Page MenuHomePhabricator

[LoopUnrollAndJam] Correctly update LoopInfo when unroll and jam more than 2-levels loop nests.
Needs ReviewPublic

Authored by Whitney on Jan 21 2020, 12:01 PM.

Details

Summary

Before unroll and jam:

for i
  for j
    for k
      A[i][j][k] = 0

After unroll and jam loop-i by a factor of 2:

for i +=2
  for j {
    for k
      A[i][j][k] = 0
    for k'
      A[i+1][j][k] = 0
  }

Notice that there exists a new child loop loop-k' of loop-j, after unroll and jam loop-i by 2.
This patch correctly update LoopInfo with new loops created during unroll and jamming.

Side discussion:
With the example above, we can see that changing the order of how loops are traverse in a loop nest doesn't actually solve the only one subloop limitation.
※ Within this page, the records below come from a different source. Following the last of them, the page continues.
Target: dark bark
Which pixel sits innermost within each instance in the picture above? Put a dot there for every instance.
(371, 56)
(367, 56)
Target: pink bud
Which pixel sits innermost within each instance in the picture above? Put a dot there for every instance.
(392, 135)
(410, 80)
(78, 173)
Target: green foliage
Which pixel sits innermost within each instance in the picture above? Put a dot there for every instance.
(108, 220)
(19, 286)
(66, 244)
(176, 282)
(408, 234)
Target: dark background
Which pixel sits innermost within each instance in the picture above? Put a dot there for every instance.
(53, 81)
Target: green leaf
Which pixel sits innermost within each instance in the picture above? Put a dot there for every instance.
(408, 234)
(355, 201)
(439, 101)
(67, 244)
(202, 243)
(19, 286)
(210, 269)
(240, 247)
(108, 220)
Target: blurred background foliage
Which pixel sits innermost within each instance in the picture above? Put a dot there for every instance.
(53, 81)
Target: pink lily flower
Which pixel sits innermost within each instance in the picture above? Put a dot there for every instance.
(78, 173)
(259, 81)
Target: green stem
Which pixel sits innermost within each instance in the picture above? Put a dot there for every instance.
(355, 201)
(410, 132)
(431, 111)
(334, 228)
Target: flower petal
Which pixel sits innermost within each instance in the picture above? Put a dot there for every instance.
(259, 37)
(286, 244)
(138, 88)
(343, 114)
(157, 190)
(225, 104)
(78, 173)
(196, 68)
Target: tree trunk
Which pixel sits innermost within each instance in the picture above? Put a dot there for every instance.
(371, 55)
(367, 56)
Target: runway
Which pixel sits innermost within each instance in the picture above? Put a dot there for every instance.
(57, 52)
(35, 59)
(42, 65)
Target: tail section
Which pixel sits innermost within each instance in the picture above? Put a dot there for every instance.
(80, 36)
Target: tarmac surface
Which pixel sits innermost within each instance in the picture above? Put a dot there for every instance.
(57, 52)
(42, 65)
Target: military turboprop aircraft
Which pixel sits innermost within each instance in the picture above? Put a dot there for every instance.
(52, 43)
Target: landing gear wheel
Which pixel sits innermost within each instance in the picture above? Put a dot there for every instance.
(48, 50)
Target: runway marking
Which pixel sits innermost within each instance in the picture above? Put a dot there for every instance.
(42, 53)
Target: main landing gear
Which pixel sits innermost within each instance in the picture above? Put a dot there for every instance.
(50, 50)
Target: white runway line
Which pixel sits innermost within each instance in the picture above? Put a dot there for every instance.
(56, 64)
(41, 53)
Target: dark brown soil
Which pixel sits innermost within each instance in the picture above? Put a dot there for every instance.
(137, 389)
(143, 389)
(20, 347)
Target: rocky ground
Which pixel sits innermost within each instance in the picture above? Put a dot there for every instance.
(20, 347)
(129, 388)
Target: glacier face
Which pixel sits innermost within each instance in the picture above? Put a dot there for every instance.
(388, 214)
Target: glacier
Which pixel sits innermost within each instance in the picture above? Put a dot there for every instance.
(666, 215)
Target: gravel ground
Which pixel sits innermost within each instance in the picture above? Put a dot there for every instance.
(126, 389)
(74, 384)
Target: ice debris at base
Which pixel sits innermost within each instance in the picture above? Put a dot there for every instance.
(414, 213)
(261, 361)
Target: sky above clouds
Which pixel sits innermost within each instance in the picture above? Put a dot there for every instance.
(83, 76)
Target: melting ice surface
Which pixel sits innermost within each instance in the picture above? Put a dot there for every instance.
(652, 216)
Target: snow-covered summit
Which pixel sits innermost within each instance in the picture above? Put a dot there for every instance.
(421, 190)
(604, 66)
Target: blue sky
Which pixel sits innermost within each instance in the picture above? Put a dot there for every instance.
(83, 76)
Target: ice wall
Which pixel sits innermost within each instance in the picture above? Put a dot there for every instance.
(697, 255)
We need to think of other ways to have more loops able to unroll and jam. One way is try to fuse subloops before giving up. Another way could be unroll and jam the whole loop nest in one attempt, i.e. no need to create the loop-k'. Other ideas are welcome.

Diff Detail

Event Timeline

Whitney created this revision.Jan 21 2020, 12:01 PM

Does it make sense to split the cloneBasicBlocksInLoop changes and review them separatly? It would make the diff smaller and easier to read.

llvm/test/Transforms/LoopUnrollAndJam/loopnest.ll
7

I would generate the check lines with the update_checks script. This doesn't test much.

Whitney marked an inline comment as done.Jan 21 2020, 8:53 PM

Does it make sense to split the cloneBasicBlocksInLoop changes and review them separatly? It would make the diff smaller and easier to read.

Sounds good, I will move all simple changes unrelated to cloneBasicBlocksInLoop to another review.

llvm/test/Transforms/LoopUnrollAndJam/loopnest.ll
7

I tried to follow the same pattern as the other unroll and jam lit tests. The main purpose of this test is to check if loop info verified correctly. I will update the test with check lines generated by use update_checks script.

dmgreen added inline comments.Jan 22 2020, 5:59 AM
llvm/lib/Transforms/Utils/LoopUnrollAndJam.cpp
626

I think the #ifndef NDEBUG checks below will re-use L after it has been deleted.

llvm/test/Transforms/LoopUnrollAndJam/loopnest.ll
7

Maybe just show control flow, like the test that was changed below?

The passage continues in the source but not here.